Reaching for the tuner as soon as a D.J. says "Don't touch that dial"=20
is almost instinctual for many listeners, a fact that radio executives
could accept when revenue was soaring, like it last did during the
dot-com boom.

But revenue since then has expanded with something like the speed of a
sloth, with combined national and local ad spending growing 4 percent in
the first five months of the year, compared with the same period a year
earlier, and rising 2 percent in all of 2003, according to the Radio
Advertising Bureau.

  The slow growth comes despite a long-term run-up in the number of
minutes in each hour devoted to commercials, said Laraine Mancini, a
broadcasting analyst at  Merrill Lynch. "Radio wanted to take every
dollar that was getting thrown at them," she said. "And you didn't have
to produce more to do it; just take a song off and add commercials."
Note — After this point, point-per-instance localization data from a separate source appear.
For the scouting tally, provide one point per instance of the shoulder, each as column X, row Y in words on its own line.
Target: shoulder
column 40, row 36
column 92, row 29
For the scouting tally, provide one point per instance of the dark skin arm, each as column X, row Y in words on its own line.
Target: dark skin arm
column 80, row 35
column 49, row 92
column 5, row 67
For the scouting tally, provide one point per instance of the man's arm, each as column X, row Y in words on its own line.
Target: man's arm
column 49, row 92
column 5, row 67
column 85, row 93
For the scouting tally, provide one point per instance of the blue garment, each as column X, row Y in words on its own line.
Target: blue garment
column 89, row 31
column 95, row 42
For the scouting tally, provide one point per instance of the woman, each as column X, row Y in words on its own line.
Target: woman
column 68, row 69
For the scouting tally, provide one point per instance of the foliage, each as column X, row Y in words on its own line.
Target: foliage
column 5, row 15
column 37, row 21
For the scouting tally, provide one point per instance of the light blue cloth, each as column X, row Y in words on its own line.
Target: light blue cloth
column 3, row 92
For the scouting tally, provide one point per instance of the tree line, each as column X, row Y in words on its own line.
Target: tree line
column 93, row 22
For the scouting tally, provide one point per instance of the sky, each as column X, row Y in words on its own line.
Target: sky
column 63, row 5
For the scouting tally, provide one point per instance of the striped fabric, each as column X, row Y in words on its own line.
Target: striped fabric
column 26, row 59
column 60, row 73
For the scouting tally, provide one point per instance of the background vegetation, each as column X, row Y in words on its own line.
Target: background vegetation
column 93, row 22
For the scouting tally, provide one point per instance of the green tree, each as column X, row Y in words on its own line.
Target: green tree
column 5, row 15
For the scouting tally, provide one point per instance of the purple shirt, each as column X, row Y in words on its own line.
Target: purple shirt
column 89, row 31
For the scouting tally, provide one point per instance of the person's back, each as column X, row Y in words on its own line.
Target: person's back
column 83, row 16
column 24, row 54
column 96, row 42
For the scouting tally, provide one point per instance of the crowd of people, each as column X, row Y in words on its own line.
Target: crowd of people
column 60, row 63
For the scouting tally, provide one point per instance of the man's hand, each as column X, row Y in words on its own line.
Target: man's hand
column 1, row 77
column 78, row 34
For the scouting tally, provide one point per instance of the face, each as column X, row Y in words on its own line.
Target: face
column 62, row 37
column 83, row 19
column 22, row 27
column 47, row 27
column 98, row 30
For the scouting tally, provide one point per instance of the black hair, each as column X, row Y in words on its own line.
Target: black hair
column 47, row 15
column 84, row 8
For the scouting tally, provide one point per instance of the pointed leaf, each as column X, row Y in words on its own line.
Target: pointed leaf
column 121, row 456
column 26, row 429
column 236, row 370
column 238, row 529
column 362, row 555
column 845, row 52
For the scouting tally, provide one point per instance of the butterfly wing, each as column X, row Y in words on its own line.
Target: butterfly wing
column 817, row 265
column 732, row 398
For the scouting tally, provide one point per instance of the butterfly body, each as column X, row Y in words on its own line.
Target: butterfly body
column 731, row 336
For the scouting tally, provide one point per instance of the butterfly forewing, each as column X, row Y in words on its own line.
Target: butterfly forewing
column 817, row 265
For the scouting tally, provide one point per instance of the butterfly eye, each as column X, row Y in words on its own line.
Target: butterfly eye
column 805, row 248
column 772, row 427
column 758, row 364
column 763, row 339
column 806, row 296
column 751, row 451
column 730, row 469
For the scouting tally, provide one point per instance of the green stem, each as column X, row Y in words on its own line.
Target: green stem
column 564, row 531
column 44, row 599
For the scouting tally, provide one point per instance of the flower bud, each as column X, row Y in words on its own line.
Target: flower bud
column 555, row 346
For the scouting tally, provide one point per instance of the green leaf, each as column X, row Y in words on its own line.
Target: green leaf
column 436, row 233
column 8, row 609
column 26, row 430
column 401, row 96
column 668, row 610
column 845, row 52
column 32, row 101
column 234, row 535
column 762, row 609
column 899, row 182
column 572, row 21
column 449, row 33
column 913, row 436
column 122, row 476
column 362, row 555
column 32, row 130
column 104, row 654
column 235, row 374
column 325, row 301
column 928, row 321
Solid figures on radio commercials are hard to come by because of the
difficulty in monitoring thousands of stations across the country, but
Ms. Mancini and others offered rough estimates. Where 10 to 12 minutes
of advertising each hour was perhaps the norm a decade ago, some
talk-radio stations now broadcast more than 20 minutes of ads an hour,
they said. Many music stations probably play more than 15 minutes.

The expanding volume of commercials has bred frustration among
advertisers and radio audiences, Ms. Mancini said. "People don't want to
spend a quarter of their time listening to the radio listening to ads,"
she said.

The proportion of people who turn on the radio at least once a week
remains high. It was 94.2 percent last winter, compared with 95.8
percent 10 years earlier, according to data on the top 100 markets
compiled by  Arbitron.

But the average time that people actually listen each week has slid
downward during the same period, to 19 hours and 30 minutes from 22
hours and 30 minutes.

Mr. Hogan of Clear Channel Radio, which is a unit of Clear Channel
Communications, said the company's new ceilings on ads, while national
in scope, would vary according to format and time of day.

For example, during the morning drive, Clear Channel's country-music
stations will broadcast no more than 12 minutes of commercials an hour,
take no more than 4 minutes for any single commercial break and pack no
more than six commercials into a break.

Such stations have been playing 18 minutes to 24 minutes of ads during
the morning drive, Mr. Hogan said. "This is a way for us to go to
advertisers and say we've heard you. We're going to give you a better
environment," he added. Enforcement efforts will rely on proprietary
technology that will monitor what Clear Channel stations broadcast, he

Joseph W. Lenski, executive vice president at Edison Media Research,
said the new Clear Channel limits might create pressure for others to do
something similar.

  "Since they are the 800-pound gorilla, when they make a public stand
on this, I think other groups in the industry will have to take notice,"
Mr. Lenski said. "It's a lot like when one airline cuts prices, the
other airlines have to match."

But Joel Hollander, president and chief operating officer at the
Infinity Broadcasting unit of Viacom Inc., said the Clear Channel model
would not fit Infinity stations. "We leave decisions of inventory in the
hands of station managers," he said.

Mr. Hollander said, however, that Infinity had placed new limits on
certain stations since his arrival last summer. At KILT-FM, a
country-music station in Houston, for example, commercial time was
reduced to 12 minutes each hour from about 15 minutes or 16 minutes.=20
"We've seen positive results," he said, citing higher ad prices and
stronger ratings.

Another competitor, the  Emmis Communications Corporation, could not be
reached by deadline, but it described its view during a June 30
conference call on its first-quarter earnings. "We have acknowledged
over the last two or three years that we think spot loads, whether you
look at Emmis radio, or other groups, are pretty much at their absolute
max," said Rick Cummings, president at the radio division.

Guy Zapoleon, president at Zapoleon Media Strategies, called the Clear
Channel move well-timed given threats like satellite radio and
proliferating sources of music and information.